Criticados, juízes dizem que greve não foi só sobre auxílio
Paralisação teve adesão de 62% dos magistrados federais, afirma entidade
Sob críticas de defender privilégios, movimento grevista se apresentou sob ataque de interesses da classe política
Após serem criticadas por convocar uma greve supostamente em defesa de privilégios, associações de juízes federais adaptaram nesta quinta (15) o discurso para tentar desvincular o movimento da manutenção de benefícios como o auxílio-moradia.
A mobilização foi convocada no dia 1º de março como protesto contra a possibilidade de revisão do benefício pago aos juízes. A questão será discutida pelo Supremo Tribunal Federal no próximo dia 22. A tendência é que a corte restrinja os pagamentos.
A pauta, porém, acabou “diluída” em meio a outras bandeiras.

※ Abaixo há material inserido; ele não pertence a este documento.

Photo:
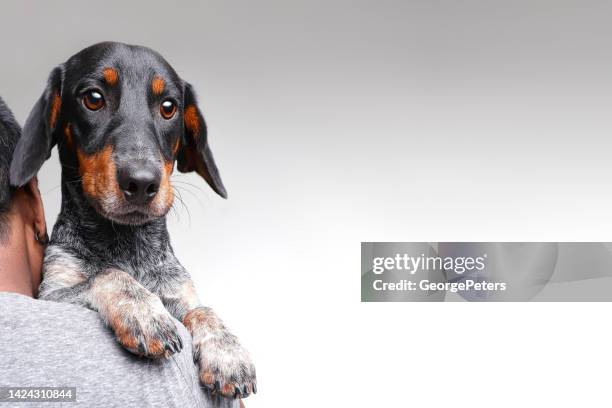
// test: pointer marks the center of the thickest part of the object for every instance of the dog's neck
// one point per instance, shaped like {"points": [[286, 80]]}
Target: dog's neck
{"points": [[86, 231]]}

Citando a Operação Lava Jato, juízes disseram que a classe está sob ataque por ir contra interesses da classe política e lembraram o projeto de lei que prevê punição a magistrados e integrantes do Ministério Público por abuso de autoridade.

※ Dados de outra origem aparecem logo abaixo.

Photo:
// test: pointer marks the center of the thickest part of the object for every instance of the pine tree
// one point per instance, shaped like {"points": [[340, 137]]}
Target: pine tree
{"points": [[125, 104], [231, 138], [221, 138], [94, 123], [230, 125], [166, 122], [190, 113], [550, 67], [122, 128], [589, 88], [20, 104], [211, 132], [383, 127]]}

Em São Paulo, em uma reunião com 150 juízes e procuradores, representantes de associações falaram que o ato era uma manifestação contra ameaças ao Judiciário. Segundo eles, a manutenção do auxílio-moradia era só uma das várias reivindicações.
Entre as entidades presentes estavam a Associação dos Juízes Federais do Brasil (Ajufe) —principal mobilizadora—, a Associação Nacional dos Magistrados do Trabalho (Anamatra), a Associação Nacional dos Procuradores da República (ANPR) e a Associação Nacional dos Procuradores do Trabalho (ANPT).
“Nós estamos defendendo a nossa independência funcional, a nossa liberdade de atuação e a nossa dignidade remuneratória”, afirmou o desembargador Carlos Delgado, diretor da Ajufe.
As associações reclamam de defasagem salarial de 40% desde 2005 e dizem que isso Total: 30 mil vai contra a Constituição, que prevê ajuste salarial anual.
“Essa mobilização não é uma defesa de privilégios, [...] de salários de marajás”, disse Bruno César Lorencini, da Associação dos Juízes Federais de São Paulo e Mato Grosso do Sul (Ajufesp).
O juiz Marcelo Pallone, da Associação dos Magistrados do Trabalho da 15ª Região (Amatra 15), afirmou que o movimento “vai muito além de uma insurgência qualquer com a possível perda da ajuda de custo para moradia”.
O recebimento de auxíliomoradia por um juiz que possui imóvel na cidade onde trabalha não é ilegal, mas provoca questionamentos. Na prática o valor é incorporado ao salário do magistrado, mas não conta para o teto constitucional dos vencimentos do setor público, de R$ 33.763.
No Rio, cerca de cem juízes se reuniram em um prédio da Justiça Federal no centro da cidade, perto de onde centenas de manifestantes protestavam contra a morte da vereadora Marielle Franco (PSOL). Lideranças reforçaram o discurso de que a mobilização era uma resposta ao “ataque velado” contra o Judiciário e pediram reajuste salarial como forma de fortalecer a categoria.
“Entendemos as críticas de quem critica o auxílio-moradia, mas não somos tratados com isonomia pela opinião pública e pela imprensa. São benefícios concedidos ao Legislativo e Executivo, além do Judiciário”, disse Eduardo André Fernandes, vice-presidente da 2ª região da Ajufe.
Em São Paulo, as lideranças evitaram chamar o movimento de paralisação ou de greve, já que, segundo eles, o trabalho não parou.
A direção nacional da Ajufe, porém, reafirmou que o que estava convocado era um movimento com paralisação. Disse ainda que não houve prejuízo para o atendimento.
Segundo a entidade, 1.100 juízes federais aderiram ao movimento, o equivalente a 62% dos associados. Na Justiça do Trabalho, segundo a Anamatra, 1.210 juízes aderiram, o que representa 36% do total na ativa.